In the past couple of weeks we have been working hard on introducing a better language support for the Text add-on. Until recently, Orange supported only a limited number of languages, mostly English and some bigger languages, such as Spanish, German, Arabic, Russian… Language support was most evident in the list of stopwords, normalization and POS tagging.
Stopwords come from NLTK library, so we can only offer whatever is available there. However, TF-IDF already implicitly considers stopwords, so the functionality is already implemented. For POS tagging, we would rely on Stanford POS tagger, that already has pre-trained models available.
The main issue was with normalization. While English can do without lemmatization and stemming for simple tasks, morphologically rich languages, such as Slovenian, perform poorly on un-normalized tokens. Cases and declensions present a problem for natural language processing, so we wanted to provide a tool for normalization in many different languages. Luckily, we found UDPipe, a Czech initiative that offers trained lemmatization models for 50 languages. UDPipe is actually a preprocessing pipeline and we are already thinking about how to bring all of its functionality to Orange, but let us talk a bit about the recent improvements for normalization.
Let us load a simple corpus from Corpus widget, say grimm-tales-selected.tab that contain 44 tales from the Grimm Brothers. Now, pass them through Preprocess Text and keep just the defaults, namely lowercase transformation, tokenization by words, and removal of stopwords. Here we see that we have came as quite a frequent word and come as a bit less frequent. But semantically, they are the same word from the verb to come. Shouldn’t we consider them as one word?
We can. This is what normalization does – it transforms all words into their lemmas or basic grammatical form. Came and come will become come, sons and son will become son, pretty and prettier will become pretty. This will result in less tokens that capture the text better, semantically speaking.
We can see that came became come with 435 counts. Went became go. Said became say. And so on. As we said, this doesn’t work only on verbs, but on all word forms.
One thing to note here. UDPipe has an internal tokenizer, that works with sentences instead of tokens. You can enable it by selecting UDPipe tokenizer option. What is the difference? A quicker version would be to tokenize all the words and just look up their lemma. But sometimes this can be wrong. Consider the sentence:
I am wearing a tie to work.
Now the word tie is obviously a piece of clothing, which is indicated by the word wearing before it. But tie alone can also be the verb to tie. So the UDPipe tokenizer will consider the entire sentence and correctly lemmatize this word, while lemmatization on regular tokens might not. While UDPipe works better, it is also slower, so you might want to work with regular tokenization to speed up the analysis.
Finally, UDPipe does not remove punctuation, so you might end up with words like rose. and away., with the full stop at the end. This you can fix with using regular tokenization and also by select the Regex option in Filtering, which will remove pure punctuation.

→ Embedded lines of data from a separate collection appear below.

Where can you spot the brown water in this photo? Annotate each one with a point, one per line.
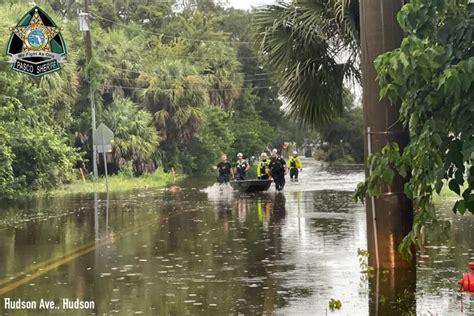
(206, 252)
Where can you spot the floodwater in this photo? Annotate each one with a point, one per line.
(203, 251)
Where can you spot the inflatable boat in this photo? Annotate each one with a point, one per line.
(250, 186)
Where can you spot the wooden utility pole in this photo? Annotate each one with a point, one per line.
(88, 47)
(389, 217)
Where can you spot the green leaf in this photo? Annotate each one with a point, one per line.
(454, 186)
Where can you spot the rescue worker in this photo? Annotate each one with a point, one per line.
(241, 167)
(225, 170)
(263, 171)
(294, 164)
(278, 170)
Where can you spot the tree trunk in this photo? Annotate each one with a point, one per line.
(380, 32)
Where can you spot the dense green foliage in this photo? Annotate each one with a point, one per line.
(313, 46)
(431, 74)
(178, 83)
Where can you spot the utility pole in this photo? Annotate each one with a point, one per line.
(85, 26)
(389, 217)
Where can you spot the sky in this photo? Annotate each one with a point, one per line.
(247, 4)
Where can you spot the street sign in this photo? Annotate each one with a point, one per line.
(103, 136)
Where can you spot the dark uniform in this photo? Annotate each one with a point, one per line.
(241, 168)
(277, 167)
(262, 170)
(224, 172)
(294, 164)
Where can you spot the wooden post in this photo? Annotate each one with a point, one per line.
(393, 214)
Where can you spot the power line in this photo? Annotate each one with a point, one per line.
(168, 36)
(158, 74)
(171, 79)
(207, 90)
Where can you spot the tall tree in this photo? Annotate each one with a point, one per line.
(313, 46)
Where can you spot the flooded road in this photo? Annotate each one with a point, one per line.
(206, 252)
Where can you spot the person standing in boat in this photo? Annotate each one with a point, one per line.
(241, 167)
(278, 170)
(225, 170)
(263, 171)
(294, 164)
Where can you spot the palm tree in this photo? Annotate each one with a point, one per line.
(313, 45)
(176, 99)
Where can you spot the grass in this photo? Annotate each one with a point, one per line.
(117, 183)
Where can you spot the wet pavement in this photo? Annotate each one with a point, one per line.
(206, 252)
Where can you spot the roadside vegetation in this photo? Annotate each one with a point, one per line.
(178, 83)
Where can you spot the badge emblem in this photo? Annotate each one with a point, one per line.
(36, 46)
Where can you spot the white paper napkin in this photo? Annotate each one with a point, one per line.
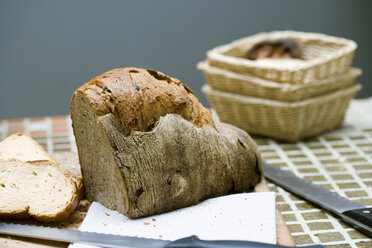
(247, 216)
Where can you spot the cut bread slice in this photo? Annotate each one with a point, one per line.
(35, 188)
(33, 183)
(23, 148)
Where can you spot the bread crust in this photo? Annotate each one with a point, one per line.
(25, 212)
(148, 133)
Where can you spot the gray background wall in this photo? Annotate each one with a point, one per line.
(49, 48)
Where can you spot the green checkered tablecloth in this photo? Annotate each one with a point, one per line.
(340, 161)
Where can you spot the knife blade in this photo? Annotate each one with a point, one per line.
(357, 215)
(118, 241)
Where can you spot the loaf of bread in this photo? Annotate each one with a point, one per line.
(32, 183)
(147, 146)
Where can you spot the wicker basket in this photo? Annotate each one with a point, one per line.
(285, 121)
(223, 80)
(322, 56)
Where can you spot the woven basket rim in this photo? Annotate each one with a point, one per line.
(206, 89)
(206, 67)
(217, 52)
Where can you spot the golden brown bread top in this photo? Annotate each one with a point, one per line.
(139, 97)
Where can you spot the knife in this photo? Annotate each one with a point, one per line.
(118, 241)
(357, 215)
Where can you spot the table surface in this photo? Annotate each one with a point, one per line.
(340, 161)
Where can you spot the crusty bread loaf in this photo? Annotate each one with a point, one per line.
(24, 148)
(147, 146)
(68, 162)
(37, 188)
(32, 182)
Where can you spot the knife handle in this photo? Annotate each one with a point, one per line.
(360, 219)
(195, 242)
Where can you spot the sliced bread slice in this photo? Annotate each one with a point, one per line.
(23, 148)
(69, 163)
(36, 188)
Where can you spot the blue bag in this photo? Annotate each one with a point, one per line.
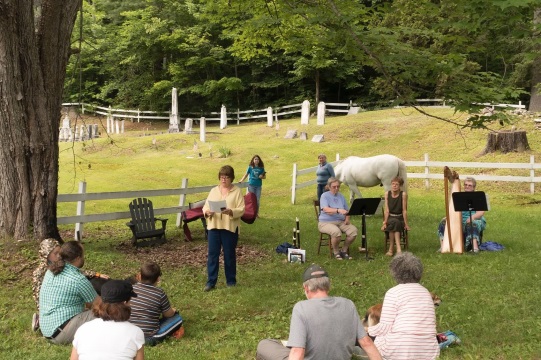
(282, 248)
(491, 246)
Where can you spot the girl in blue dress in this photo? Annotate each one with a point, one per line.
(256, 173)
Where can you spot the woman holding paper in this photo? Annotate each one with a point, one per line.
(223, 209)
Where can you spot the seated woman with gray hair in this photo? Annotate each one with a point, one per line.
(407, 327)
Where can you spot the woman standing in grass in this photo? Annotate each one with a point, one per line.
(223, 209)
(256, 173)
(323, 173)
(395, 218)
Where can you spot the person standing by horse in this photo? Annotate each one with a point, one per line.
(323, 173)
(256, 173)
(334, 219)
(395, 218)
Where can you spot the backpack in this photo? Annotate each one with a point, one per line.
(250, 208)
(491, 246)
(282, 248)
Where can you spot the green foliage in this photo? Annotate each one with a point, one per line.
(248, 54)
(477, 291)
(225, 152)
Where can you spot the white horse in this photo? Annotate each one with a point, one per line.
(355, 171)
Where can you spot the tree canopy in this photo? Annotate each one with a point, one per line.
(249, 53)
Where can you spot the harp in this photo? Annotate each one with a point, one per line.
(453, 238)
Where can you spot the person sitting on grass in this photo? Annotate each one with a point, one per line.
(151, 310)
(395, 215)
(110, 335)
(322, 327)
(49, 253)
(472, 234)
(407, 326)
(334, 219)
(64, 296)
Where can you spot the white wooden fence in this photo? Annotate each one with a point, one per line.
(82, 196)
(426, 164)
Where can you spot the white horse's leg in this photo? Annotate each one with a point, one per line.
(353, 190)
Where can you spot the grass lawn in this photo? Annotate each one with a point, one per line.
(490, 300)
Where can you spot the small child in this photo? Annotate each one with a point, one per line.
(151, 310)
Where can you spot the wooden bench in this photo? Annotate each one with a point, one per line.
(194, 213)
(143, 223)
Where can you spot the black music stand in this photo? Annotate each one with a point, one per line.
(364, 207)
(470, 201)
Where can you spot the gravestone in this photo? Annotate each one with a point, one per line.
(90, 131)
(318, 138)
(202, 129)
(354, 110)
(188, 125)
(223, 117)
(291, 134)
(305, 112)
(269, 116)
(65, 131)
(173, 117)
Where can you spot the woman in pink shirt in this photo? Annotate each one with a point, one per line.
(407, 327)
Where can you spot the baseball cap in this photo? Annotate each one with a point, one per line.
(114, 291)
(314, 271)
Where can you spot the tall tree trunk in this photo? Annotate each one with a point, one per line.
(317, 87)
(535, 93)
(33, 62)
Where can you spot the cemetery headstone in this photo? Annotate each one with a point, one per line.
(291, 134)
(318, 138)
(305, 112)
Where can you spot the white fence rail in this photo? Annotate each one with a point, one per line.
(427, 175)
(82, 196)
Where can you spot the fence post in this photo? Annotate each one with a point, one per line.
(109, 121)
(80, 211)
(202, 129)
(427, 182)
(294, 184)
(321, 113)
(223, 117)
(305, 112)
(182, 200)
(269, 116)
(532, 174)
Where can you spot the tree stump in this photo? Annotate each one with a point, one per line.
(507, 141)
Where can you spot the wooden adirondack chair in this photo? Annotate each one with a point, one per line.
(143, 223)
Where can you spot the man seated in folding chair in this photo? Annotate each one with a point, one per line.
(395, 218)
(334, 219)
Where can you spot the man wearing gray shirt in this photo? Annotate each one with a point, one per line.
(322, 327)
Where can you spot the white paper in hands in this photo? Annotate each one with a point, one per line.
(217, 206)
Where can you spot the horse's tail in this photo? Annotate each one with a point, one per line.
(338, 171)
(403, 173)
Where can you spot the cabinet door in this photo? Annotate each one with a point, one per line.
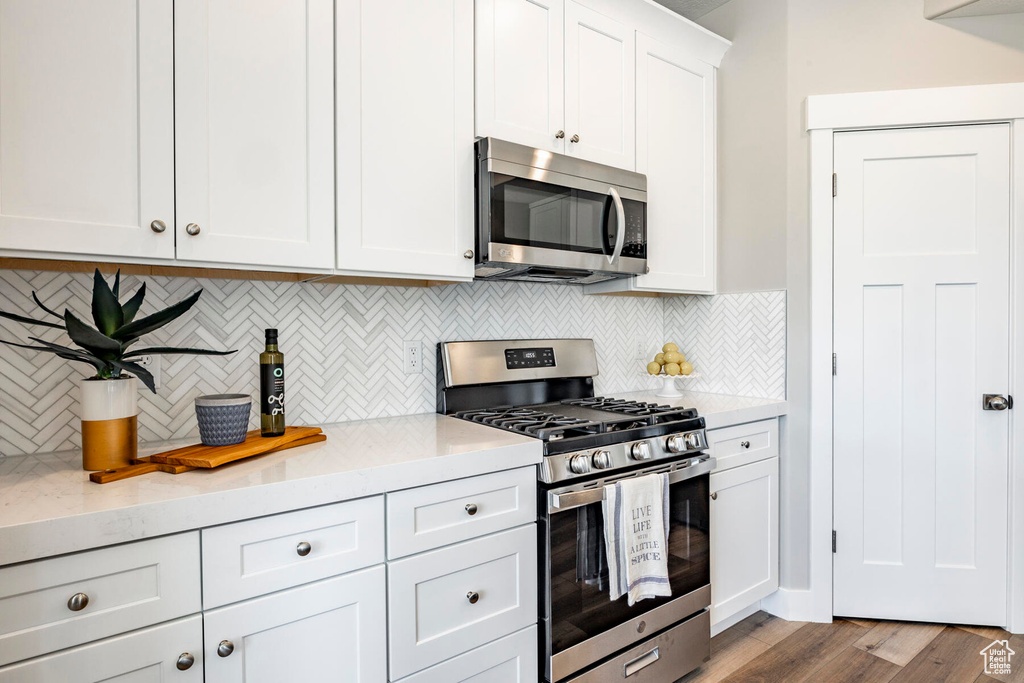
(676, 151)
(254, 109)
(406, 158)
(600, 88)
(86, 127)
(519, 79)
(325, 632)
(171, 652)
(743, 537)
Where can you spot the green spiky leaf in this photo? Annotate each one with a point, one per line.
(105, 309)
(155, 322)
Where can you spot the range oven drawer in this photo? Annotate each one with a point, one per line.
(667, 656)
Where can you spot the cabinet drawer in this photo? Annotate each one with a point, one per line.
(268, 554)
(508, 659)
(150, 654)
(742, 444)
(124, 587)
(441, 514)
(430, 613)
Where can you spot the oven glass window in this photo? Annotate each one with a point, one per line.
(580, 605)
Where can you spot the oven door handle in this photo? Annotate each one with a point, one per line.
(577, 499)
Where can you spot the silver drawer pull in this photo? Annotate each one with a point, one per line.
(641, 663)
(78, 602)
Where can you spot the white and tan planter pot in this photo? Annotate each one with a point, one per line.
(110, 423)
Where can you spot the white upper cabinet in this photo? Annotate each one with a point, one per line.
(600, 88)
(404, 126)
(519, 72)
(254, 111)
(86, 127)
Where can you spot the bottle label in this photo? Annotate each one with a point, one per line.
(271, 386)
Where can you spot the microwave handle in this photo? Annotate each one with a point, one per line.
(621, 235)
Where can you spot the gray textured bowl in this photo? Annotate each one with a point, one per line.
(223, 419)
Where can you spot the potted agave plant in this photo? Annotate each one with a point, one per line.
(110, 430)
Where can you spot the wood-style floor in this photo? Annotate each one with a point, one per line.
(763, 648)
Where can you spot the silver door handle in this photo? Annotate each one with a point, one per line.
(641, 663)
(994, 401)
(621, 235)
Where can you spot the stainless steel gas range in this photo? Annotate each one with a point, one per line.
(545, 388)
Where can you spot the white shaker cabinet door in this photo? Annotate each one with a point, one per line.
(87, 127)
(406, 158)
(600, 88)
(254, 110)
(519, 72)
(326, 632)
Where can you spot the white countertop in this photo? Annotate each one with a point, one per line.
(49, 507)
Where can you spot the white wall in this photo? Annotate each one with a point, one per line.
(835, 46)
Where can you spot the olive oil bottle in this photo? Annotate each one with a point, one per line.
(271, 387)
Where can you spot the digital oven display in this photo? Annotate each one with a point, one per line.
(516, 358)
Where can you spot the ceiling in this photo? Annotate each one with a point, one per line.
(691, 9)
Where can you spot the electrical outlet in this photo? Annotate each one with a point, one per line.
(152, 363)
(414, 357)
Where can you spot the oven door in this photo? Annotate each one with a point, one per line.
(582, 625)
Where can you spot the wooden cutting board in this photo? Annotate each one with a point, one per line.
(202, 453)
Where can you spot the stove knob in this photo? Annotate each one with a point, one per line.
(676, 443)
(580, 464)
(641, 451)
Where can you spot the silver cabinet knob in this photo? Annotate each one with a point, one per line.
(78, 602)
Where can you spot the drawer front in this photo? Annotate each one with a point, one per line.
(742, 444)
(508, 659)
(261, 556)
(126, 587)
(449, 601)
(429, 517)
(139, 656)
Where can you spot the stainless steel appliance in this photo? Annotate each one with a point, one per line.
(549, 217)
(545, 389)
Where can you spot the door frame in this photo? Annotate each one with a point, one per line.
(825, 115)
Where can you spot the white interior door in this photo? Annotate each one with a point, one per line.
(254, 116)
(87, 127)
(600, 88)
(922, 275)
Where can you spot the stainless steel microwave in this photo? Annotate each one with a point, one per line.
(547, 217)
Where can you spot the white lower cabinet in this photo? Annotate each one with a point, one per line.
(330, 631)
(171, 652)
(743, 537)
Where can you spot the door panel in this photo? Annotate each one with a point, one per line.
(254, 111)
(922, 332)
(86, 126)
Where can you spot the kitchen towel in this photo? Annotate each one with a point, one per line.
(636, 537)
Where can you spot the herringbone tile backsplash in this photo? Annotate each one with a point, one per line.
(343, 346)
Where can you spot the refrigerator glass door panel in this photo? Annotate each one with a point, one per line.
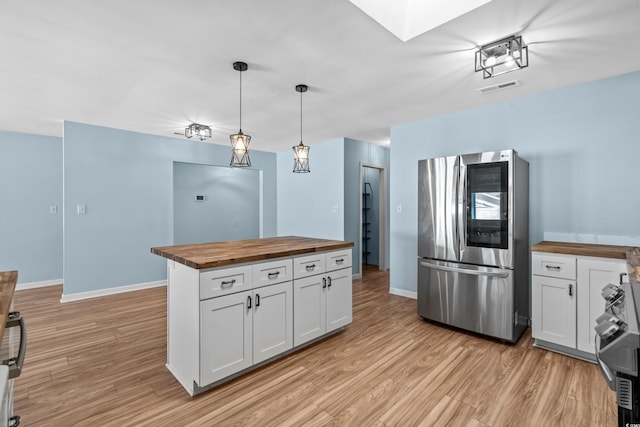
(437, 208)
(470, 297)
(485, 203)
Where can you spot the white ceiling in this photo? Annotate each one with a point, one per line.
(154, 66)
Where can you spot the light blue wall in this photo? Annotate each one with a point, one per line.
(582, 144)
(230, 209)
(356, 152)
(125, 179)
(31, 183)
(312, 204)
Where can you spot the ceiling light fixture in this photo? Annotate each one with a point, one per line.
(301, 151)
(502, 56)
(240, 141)
(195, 129)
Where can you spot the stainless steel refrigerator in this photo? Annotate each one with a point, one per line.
(473, 245)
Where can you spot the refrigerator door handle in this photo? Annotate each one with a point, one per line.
(501, 275)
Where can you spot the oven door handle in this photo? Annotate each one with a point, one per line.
(497, 274)
(15, 363)
(609, 376)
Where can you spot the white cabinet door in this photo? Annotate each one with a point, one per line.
(309, 309)
(593, 275)
(272, 321)
(225, 336)
(554, 310)
(338, 295)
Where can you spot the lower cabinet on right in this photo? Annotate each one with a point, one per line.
(322, 303)
(566, 300)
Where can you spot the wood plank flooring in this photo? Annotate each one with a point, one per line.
(100, 362)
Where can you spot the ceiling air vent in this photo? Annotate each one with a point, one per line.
(499, 86)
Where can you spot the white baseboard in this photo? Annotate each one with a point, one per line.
(34, 285)
(111, 291)
(403, 293)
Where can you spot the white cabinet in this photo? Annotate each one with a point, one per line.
(226, 336)
(338, 296)
(225, 321)
(272, 321)
(322, 301)
(240, 330)
(566, 300)
(593, 275)
(554, 310)
(310, 309)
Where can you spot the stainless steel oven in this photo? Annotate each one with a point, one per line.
(618, 348)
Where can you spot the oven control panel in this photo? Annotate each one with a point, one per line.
(617, 337)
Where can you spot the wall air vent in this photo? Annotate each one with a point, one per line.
(499, 87)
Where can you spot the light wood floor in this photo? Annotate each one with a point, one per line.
(101, 362)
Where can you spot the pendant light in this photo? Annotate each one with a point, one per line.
(301, 151)
(240, 141)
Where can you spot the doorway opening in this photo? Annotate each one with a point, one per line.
(373, 218)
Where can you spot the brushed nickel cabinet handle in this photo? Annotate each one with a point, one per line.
(229, 282)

This is it. UDPipe contains lemmatization models for 50 languages and only when you click on a particular language in the Language option, will the resource be loaded, so your computer won’t be flooded with models for languages you won’t ever use. The installation of UDPipe could also be a little tricky, but after some initial obstacles, we have managed to prepare packages for both pip (OSX and Linux) and conda (Windows).
We hope you enjoy the new possibilities of a freshly multilingual Orange!